An unexpected condition killed the application processes. Auto restarts did not occur as expected.  The Production Operations team needs to bring the system back up as soon as possible.  Let’s say there are 10 processes, one process per server.  The engineer fires up 10 Putty sessions and logs into each respective server. He then executes the necessary commands to start up the requested processes.  Thinking that he completed all the tasks, he gives the all-clear to the person responsible for the maintenance page. The site is now back online.  A few minutes later, a new outage is reported.  The engineer then realizes that he executed some commands in the wrong Putty terminals.

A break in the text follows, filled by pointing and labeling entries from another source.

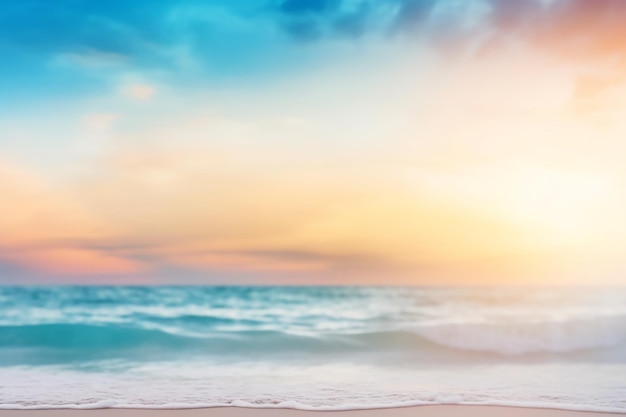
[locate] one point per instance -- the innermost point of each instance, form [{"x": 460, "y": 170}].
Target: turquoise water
[{"x": 311, "y": 347}]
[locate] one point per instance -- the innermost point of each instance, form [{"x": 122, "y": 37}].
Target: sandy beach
[{"x": 422, "y": 411}]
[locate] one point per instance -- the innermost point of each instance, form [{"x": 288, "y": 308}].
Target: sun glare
[{"x": 561, "y": 205}]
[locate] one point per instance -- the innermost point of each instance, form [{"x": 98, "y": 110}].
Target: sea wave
[{"x": 504, "y": 338}]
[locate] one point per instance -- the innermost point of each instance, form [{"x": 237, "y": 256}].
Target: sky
[{"x": 410, "y": 142}]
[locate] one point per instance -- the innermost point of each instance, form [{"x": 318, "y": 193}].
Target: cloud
[
  {"x": 139, "y": 92},
  {"x": 37, "y": 224}
]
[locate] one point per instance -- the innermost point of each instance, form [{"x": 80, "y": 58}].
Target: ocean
[{"x": 314, "y": 348}]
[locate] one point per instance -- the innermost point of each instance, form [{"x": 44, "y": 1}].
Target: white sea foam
[
  {"x": 521, "y": 337},
  {"x": 311, "y": 348}
]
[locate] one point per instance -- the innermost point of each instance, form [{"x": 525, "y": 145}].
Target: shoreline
[{"x": 411, "y": 411}]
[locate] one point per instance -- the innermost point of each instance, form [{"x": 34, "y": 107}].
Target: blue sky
[{"x": 279, "y": 141}]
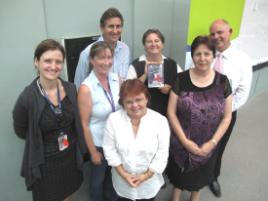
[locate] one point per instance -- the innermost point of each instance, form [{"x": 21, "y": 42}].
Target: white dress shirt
[
  {"x": 237, "y": 67},
  {"x": 147, "y": 150}
]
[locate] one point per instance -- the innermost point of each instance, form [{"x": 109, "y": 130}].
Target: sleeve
[
  {"x": 159, "y": 161},
  {"x": 171, "y": 71},
  {"x": 179, "y": 69},
  {"x": 82, "y": 69},
  {"x": 132, "y": 74},
  {"x": 109, "y": 144},
  {"x": 241, "y": 93},
  {"x": 227, "y": 88},
  {"x": 126, "y": 62},
  {"x": 176, "y": 85},
  {"x": 20, "y": 117}
]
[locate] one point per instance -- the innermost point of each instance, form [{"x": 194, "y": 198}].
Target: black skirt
[
  {"x": 60, "y": 177},
  {"x": 193, "y": 180}
]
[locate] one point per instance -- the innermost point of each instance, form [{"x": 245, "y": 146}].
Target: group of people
[{"x": 133, "y": 133}]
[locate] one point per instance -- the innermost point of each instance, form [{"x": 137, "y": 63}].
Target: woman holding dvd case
[{"x": 155, "y": 70}]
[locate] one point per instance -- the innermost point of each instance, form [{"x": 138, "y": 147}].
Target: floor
[{"x": 244, "y": 175}]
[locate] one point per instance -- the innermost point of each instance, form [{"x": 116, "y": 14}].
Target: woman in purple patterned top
[{"x": 199, "y": 111}]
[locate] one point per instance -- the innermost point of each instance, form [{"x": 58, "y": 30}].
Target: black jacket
[{"x": 26, "y": 116}]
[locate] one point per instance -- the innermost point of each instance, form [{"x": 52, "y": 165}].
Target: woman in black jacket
[{"x": 47, "y": 118}]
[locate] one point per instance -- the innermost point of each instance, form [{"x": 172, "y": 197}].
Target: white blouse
[{"x": 147, "y": 150}]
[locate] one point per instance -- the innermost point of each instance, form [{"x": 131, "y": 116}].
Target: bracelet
[{"x": 214, "y": 141}]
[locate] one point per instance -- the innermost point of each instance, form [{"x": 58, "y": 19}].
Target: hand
[
  {"x": 206, "y": 148},
  {"x": 192, "y": 147},
  {"x": 132, "y": 180},
  {"x": 165, "y": 89},
  {"x": 96, "y": 157}
]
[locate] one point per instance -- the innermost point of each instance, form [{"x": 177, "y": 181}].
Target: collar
[
  {"x": 143, "y": 57},
  {"x": 111, "y": 78},
  {"x": 226, "y": 53},
  {"x": 118, "y": 46}
]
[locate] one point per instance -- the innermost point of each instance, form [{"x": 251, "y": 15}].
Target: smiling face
[
  {"x": 135, "y": 105},
  {"x": 220, "y": 35},
  {"x": 112, "y": 30},
  {"x": 153, "y": 44},
  {"x": 102, "y": 62},
  {"x": 202, "y": 57},
  {"x": 50, "y": 64}
]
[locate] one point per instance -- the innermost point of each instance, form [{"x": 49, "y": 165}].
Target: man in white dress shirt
[{"x": 236, "y": 65}]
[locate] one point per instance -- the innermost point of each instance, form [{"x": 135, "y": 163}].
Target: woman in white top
[
  {"x": 98, "y": 97},
  {"x": 136, "y": 144}
]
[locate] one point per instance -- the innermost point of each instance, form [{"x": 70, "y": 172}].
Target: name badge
[{"x": 63, "y": 141}]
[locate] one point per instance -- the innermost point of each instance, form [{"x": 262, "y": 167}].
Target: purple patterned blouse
[{"x": 200, "y": 111}]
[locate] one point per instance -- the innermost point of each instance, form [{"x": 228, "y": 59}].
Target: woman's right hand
[
  {"x": 192, "y": 147},
  {"x": 132, "y": 180},
  {"x": 96, "y": 157}
]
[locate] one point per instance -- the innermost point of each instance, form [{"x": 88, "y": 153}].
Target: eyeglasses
[{"x": 133, "y": 101}]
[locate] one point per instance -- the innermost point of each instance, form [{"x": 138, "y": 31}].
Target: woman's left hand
[
  {"x": 165, "y": 89},
  {"x": 139, "y": 179},
  {"x": 206, "y": 148}
]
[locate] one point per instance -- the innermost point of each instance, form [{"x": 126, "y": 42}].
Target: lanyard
[
  {"x": 55, "y": 110},
  {"x": 109, "y": 97}
]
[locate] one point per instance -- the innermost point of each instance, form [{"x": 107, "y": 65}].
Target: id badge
[{"x": 63, "y": 141}]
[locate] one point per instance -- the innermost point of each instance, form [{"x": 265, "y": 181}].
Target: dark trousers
[
  {"x": 125, "y": 199},
  {"x": 223, "y": 143},
  {"x": 100, "y": 183}
]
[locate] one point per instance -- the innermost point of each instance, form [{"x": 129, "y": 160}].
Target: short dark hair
[
  {"x": 111, "y": 13},
  {"x": 132, "y": 87},
  {"x": 202, "y": 40},
  {"x": 48, "y": 44},
  {"x": 96, "y": 48},
  {"x": 155, "y": 31}
]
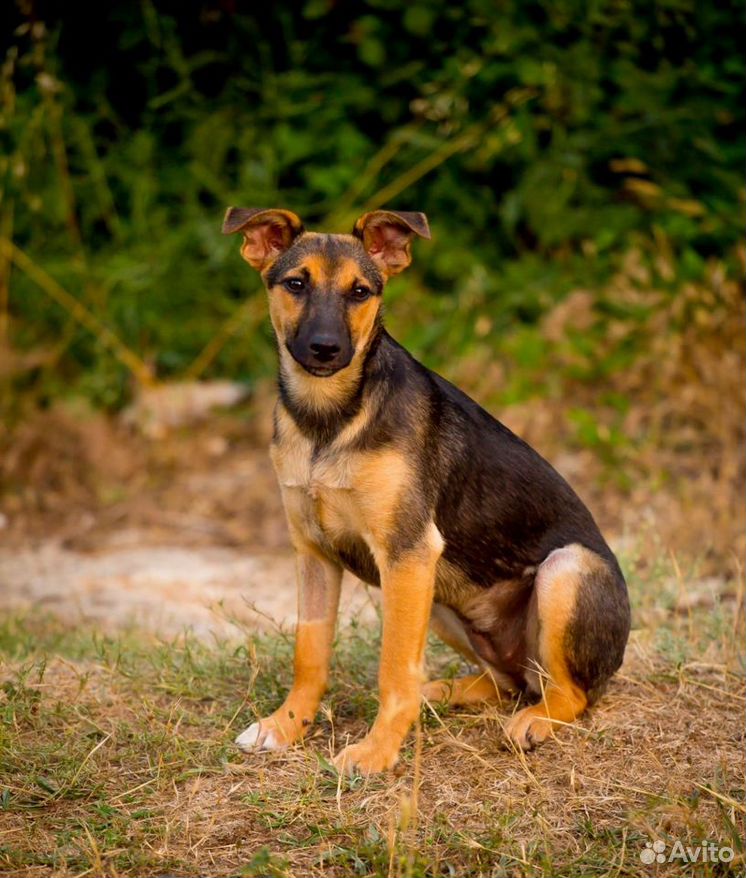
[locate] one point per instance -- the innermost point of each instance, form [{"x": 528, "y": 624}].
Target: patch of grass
[{"x": 116, "y": 759}]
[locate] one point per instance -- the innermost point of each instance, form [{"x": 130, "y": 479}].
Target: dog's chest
[{"x": 318, "y": 488}]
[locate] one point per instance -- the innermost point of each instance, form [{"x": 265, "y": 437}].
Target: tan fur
[
  {"x": 557, "y": 582},
  {"x": 407, "y": 587}
]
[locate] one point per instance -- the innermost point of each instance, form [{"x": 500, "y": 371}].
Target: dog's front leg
[
  {"x": 318, "y": 598},
  {"x": 407, "y": 584}
]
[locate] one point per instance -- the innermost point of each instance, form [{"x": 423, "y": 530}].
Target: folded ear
[
  {"x": 387, "y": 237},
  {"x": 267, "y": 233}
]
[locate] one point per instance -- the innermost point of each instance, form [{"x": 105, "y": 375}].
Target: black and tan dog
[{"x": 388, "y": 470}]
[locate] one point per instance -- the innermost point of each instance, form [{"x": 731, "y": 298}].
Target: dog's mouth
[{"x": 318, "y": 370}]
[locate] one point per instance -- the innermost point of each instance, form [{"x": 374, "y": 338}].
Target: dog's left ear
[
  {"x": 387, "y": 237},
  {"x": 267, "y": 233}
]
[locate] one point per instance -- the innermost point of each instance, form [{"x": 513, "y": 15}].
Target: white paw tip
[
  {"x": 254, "y": 738},
  {"x": 249, "y": 738}
]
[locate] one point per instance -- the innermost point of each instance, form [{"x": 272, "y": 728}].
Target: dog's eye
[
  {"x": 294, "y": 285},
  {"x": 359, "y": 293}
]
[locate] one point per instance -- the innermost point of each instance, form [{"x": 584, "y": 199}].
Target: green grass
[{"x": 116, "y": 759}]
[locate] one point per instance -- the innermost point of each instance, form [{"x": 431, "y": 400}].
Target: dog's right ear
[{"x": 266, "y": 233}]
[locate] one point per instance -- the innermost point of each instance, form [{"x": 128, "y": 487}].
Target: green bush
[{"x": 543, "y": 139}]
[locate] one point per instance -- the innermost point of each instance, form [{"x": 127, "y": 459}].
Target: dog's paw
[
  {"x": 366, "y": 757},
  {"x": 528, "y": 728},
  {"x": 261, "y": 736},
  {"x": 438, "y": 691}
]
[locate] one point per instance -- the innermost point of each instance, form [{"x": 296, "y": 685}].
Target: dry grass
[
  {"x": 116, "y": 760},
  {"x": 116, "y": 755}
]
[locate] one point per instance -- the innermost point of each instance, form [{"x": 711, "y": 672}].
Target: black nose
[{"x": 324, "y": 348}]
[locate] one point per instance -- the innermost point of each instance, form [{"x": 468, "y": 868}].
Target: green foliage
[{"x": 542, "y": 139}]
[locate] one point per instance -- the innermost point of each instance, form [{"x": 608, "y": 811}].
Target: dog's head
[{"x": 325, "y": 290}]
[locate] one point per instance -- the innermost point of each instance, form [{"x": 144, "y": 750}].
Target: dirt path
[
  {"x": 165, "y": 588},
  {"x": 101, "y": 525}
]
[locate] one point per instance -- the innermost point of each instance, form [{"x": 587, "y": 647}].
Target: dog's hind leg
[
  {"x": 583, "y": 624},
  {"x": 471, "y": 689}
]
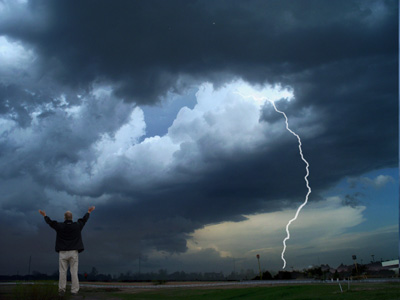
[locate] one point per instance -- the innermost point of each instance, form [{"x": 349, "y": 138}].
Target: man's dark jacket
[{"x": 68, "y": 233}]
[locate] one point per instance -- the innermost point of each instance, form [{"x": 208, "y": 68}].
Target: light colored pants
[{"x": 68, "y": 258}]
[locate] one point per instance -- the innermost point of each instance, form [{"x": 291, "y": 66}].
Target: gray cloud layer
[{"x": 339, "y": 57}]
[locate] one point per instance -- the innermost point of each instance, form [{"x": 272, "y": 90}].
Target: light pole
[
  {"x": 355, "y": 262},
  {"x": 259, "y": 266}
]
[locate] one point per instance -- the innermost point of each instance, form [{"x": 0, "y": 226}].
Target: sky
[{"x": 160, "y": 114}]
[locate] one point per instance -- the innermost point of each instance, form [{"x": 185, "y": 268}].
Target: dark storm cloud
[
  {"x": 339, "y": 57},
  {"x": 144, "y": 47}
]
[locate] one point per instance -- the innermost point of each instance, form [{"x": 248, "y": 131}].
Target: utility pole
[
  {"x": 259, "y": 266},
  {"x": 29, "y": 268},
  {"x": 355, "y": 262}
]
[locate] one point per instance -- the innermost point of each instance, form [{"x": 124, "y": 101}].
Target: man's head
[{"x": 68, "y": 215}]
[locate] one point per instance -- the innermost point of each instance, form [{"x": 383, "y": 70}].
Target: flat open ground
[{"x": 209, "y": 290}]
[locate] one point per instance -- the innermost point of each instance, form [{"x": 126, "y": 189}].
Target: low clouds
[{"x": 148, "y": 48}]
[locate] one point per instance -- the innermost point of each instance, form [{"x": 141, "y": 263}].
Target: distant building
[{"x": 343, "y": 268}]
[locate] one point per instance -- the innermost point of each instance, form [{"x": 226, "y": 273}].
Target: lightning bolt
[{"x": 305, "y": 177}]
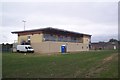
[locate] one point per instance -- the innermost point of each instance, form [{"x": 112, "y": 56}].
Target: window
[{"x": 26, "y": 48}]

In this situation, trying to start up multiple processes across multiple Putty terminals, is not necessarily a difficult task.  However, this is when things are calm.  But here, the engineer is working as fast as he can to reduce the outage downtime. To avoid this mistake, he can run the hostname command in each Putty session. He will then be sure as to which server he is connected.  He can position the terminals in logical sequence on the screen and keep a checklist on the side, keeping track of his work.  Granted, he wants to save a few minutes by working extra fast, toggling between Putty windows and executing in parallel.  But his good intentions did not materialize; instead, he caused another outage.

Lessons to Remember

No-one likes to solve production issues manually during an outage. Under pressure, Production Operations engineers can sometimes take short-cuts and try to solve problems as fast as possible.  While this style may work out successfully at times, it puts undue risk on the whole process.

One wrong move, and not only is the original problem still unsolved, but now there are more problems than before.  For this reason, it’s safer to lose a few percentage points of time, and work out the problems slower, but safer.  Of course the end-goal is to automate everything and never have to worry about logging into a Putty session for any Production Operations work.  However, this may not always be the case.